Foods containing calcium, including dark green leafy vegetables, sardines and low-fat dairy products are important for maintaining healthy bones and managing osteoporosis, according to Everyday Health. Getting enough vitamin D is also beneficial for bone health, and it can be obtained through fish such as mackerel and tuna.
Including plenty of fresh produce in the diet helps provide adequate vitamins and minerals to support bone health, states Everyday Health. Individuals who eat a diet that is plentiful in a variety of colorful fruits and vegetables tend to have a more alkaline-based diet, which helps retain calcium. Moderating alcohol consumption, eliminating caffeine and carbonated beverages, and reducing salt intake are other aspects of a bone-healthy diet.

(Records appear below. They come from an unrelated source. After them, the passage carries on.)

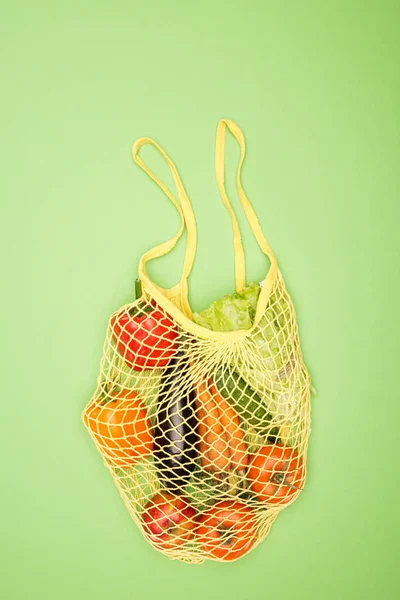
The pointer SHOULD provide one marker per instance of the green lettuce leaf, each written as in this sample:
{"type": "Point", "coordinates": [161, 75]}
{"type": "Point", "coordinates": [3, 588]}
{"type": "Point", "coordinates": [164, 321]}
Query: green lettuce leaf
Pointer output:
{"type": "Point", "coordinates": [230, 313]}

Prevention and treatment of osteoporosis through diet do not reverse existing bone damage; however, they can slow the process and prevent or reduce bone fractures, according to Everyday Health. Meals that feature several calcium and vitamin D sources such as eggs, cheese, milk and salmon are excellent for meeting the recommended daily amounts. Daily calcium requirements are 1,000 milligrams per day for individuals under the age of 50. Those over 50 need 1,200 milligrams per day, and postmenopausal women require 1,300 milligrams per day.
Osteoporosis patients should strive for 400 to 800 international units per day of vitamin D, ideally through natural sunlight, notes Everyday Health. Food sources and supplements can help those who don't get enough sun exposure to meet the minimum requirements.